El problema transcurre, ciertamente, entre la corrupción, que puede ser absoluta, y la ineficacia, que es absoluta. Lo primero me recuerda algo de mi época de estudiante en la Escuela Nacional de Jurisprudencia, en los años 40. Era procurador de Justicia del Distrito Federal el maestro Franco Sodi. Al tomar posesión debe haber encontrado -lo que supongo ya suponía- un nivel de corrupción entre los agentes de la Policía Judicial que le pareció excesivo. Tuvo una idea: invitar a estudiantes de derecho para que se incorporaran a la Policía Judicial, de manera que se evitara la corrupción por la intervención de personas de tan alta calidad moral presunta. Ya se puede imaginar el resultado, que me consta porque alguno de mis compañeros que habían aceptado la chamba me lo informó, por cierto con una referencia velada a su propia conducta: los estudiantes de derecho se hicieron corruptos, y los agentes antiguos encontraron un ambiente de enseñanza que les debe haber sido muy grato con tan elevados discípulos.

Es claro que la corrupción no puede ser unilateral. Tanta culpa tiene el que recibe como el que da. Pero es evidente que el que da supone que si no lo hace así, va a tener que trasladarse a una agencia del Ministerio Público, que le garantiza, por lo menos, tiempos de espera insoportables. Sin olvidar su migajita de corrupción que, a fin de cuentas, le va a salir más cara al ciudadano que la discreta mordida que pueda entregar en el instante.

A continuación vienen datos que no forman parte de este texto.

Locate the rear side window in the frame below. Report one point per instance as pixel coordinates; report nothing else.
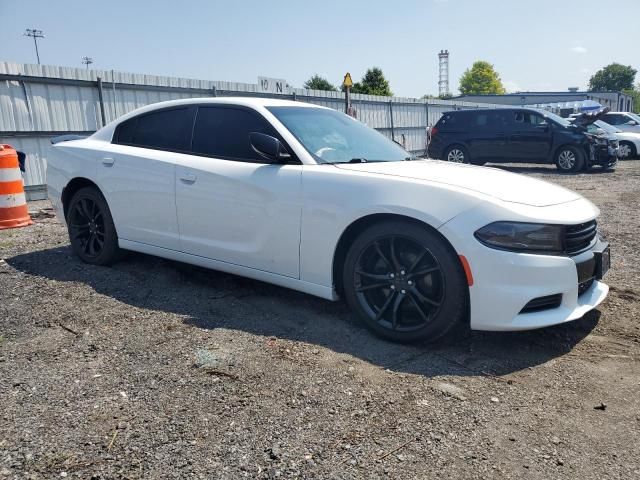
(453, 121)
(527, 119)
(489, 120)
(223, 132)
(162, 130)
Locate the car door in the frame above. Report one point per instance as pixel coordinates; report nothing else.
(530, 137)
(233, 205)
(136, 174)
(487, 136)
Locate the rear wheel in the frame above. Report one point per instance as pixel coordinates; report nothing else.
(91, 230)
(456, 154)
(569, 159)
(404, 282)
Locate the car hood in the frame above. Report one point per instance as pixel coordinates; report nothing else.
(494, 182)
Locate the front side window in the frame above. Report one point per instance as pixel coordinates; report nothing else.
(333, 137)
(223, 132)
(613, 119)
(161, 130)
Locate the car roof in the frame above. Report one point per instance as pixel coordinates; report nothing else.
(242, 101)
(106, 132)
(505, 109)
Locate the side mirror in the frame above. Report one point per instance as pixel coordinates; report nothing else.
(269, 147)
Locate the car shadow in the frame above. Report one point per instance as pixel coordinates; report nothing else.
(544, 169)
(211, 300)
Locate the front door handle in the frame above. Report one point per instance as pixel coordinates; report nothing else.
(188, 177)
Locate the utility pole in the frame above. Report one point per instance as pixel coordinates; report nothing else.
(443, 77)
(36, 34)
(87, 61)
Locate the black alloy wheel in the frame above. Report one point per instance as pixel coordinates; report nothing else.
(405, 283)
(91, 230)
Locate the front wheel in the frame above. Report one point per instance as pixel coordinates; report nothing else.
(627, 151)
(405, 282)
(569, 159)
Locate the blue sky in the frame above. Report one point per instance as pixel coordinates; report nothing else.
(534, 45)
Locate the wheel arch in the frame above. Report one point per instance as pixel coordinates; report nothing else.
(458, 144)
(580, 147)
(350, 233)
(72, 187)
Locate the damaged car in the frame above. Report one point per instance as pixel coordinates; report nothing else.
(521, 135)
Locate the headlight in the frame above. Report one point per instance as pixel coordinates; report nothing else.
(522, 237)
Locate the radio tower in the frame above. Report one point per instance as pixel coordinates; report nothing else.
(443, 78)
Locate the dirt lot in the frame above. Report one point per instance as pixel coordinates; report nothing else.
(153, 369)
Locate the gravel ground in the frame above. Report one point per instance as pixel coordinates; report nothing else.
(153, 369)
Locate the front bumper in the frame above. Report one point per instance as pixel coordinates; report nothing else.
(505, 282)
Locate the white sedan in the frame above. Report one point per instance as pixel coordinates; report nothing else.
(308, 198)
(629, 141)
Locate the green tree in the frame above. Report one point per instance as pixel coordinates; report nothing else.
(373, 83)
(635, 95)
(613, 78)
(316, 82)
(481, 79)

Déjenme que me declare culpable. Hace poco más de dos años, alrededor de las tres o cuatro de la madrugada, me habló un sobrino para informarme del fallecimiento de mi hermana Paz. Mi mujer y yo nos trasladamos al hospital Español, sin prisas mayores porque ya esperábamos la noticia y se trataba de llevar a cabo los trámites incómodos que acompañan a esos hechos. Concretamente, sacar el cadáver y llevarlo a una agencia de inhumaciones. No creo haber pasado de 40 o 50 kilómetros por hora cuando circulando por Ejército Nacional me paró un motociclista, por cierto de elevada graduación, que me acusó de exceso de velocidad. La acusación no podía ser más idiota. Le presentó documentos y me negué a una transacción. Me propuso ir a la delegación, lo que me resultaba imposible, dadas las circunstancias. Me pidió 500 pesos y se los di, renegando de mi debilidad, porque al sacar el dinero de la bolsa, un billete de esa denominación quedó a la vista. No tuve más remedio que anteponer el tema más urgente, mucho más urgente, que me llevaba al hospital y del que, además, le informé a ese sinvergüenza. Sin embargo, caí en la culpa de aceptar la transacción.

Me parece que una solución del problema sería despedir a la totalidad de los policías de las especialidades que fueren y consignarlos por los delitos que se puedan presumir. Tendríamos la tranquilidad de que, por lo menos esos delincuentes naturales irían a ocupar su lugar en las cárceles de todo el país. Habría tres problemas, sin embargo. El primero, la atención de las demandas que la mayor parte plantearía. El segundo, la vigilancia de los procesos, con la alternativa de que, si en algún caso, por casualidad, el interesado resultase inocente, se le podría reinstalar. El tercero, quizá el más grave, sería que ahora, a los policías uniformados los identificamos fácilmente y podemos tomar las precauciones desde cierta distancia. De civiles, sería más difícil. A lo mejor habría que tomar una decisión importante, antes de proceder de esa manera. Sería la de uniformar también a los policías secretos (que muchas veces se les identifica sin necesidad de uniforme), para correr a tiempo, cuando hubiere uno a distancia regular. Claro está que la necesaria discreción que acompaña a la decisión de no ponerles gorra, trajecito azul o café, cartucheras y pistolón se vería en riesgo y los delincuentes oficiales podrían tomar medidas precautorias. Aunque, la verdad sea dicha, más bien creo que esos delincuentes conocen de sobra a los otros, por lo que no se pierde nada. De cuando en cuando hay que creer en las utopías.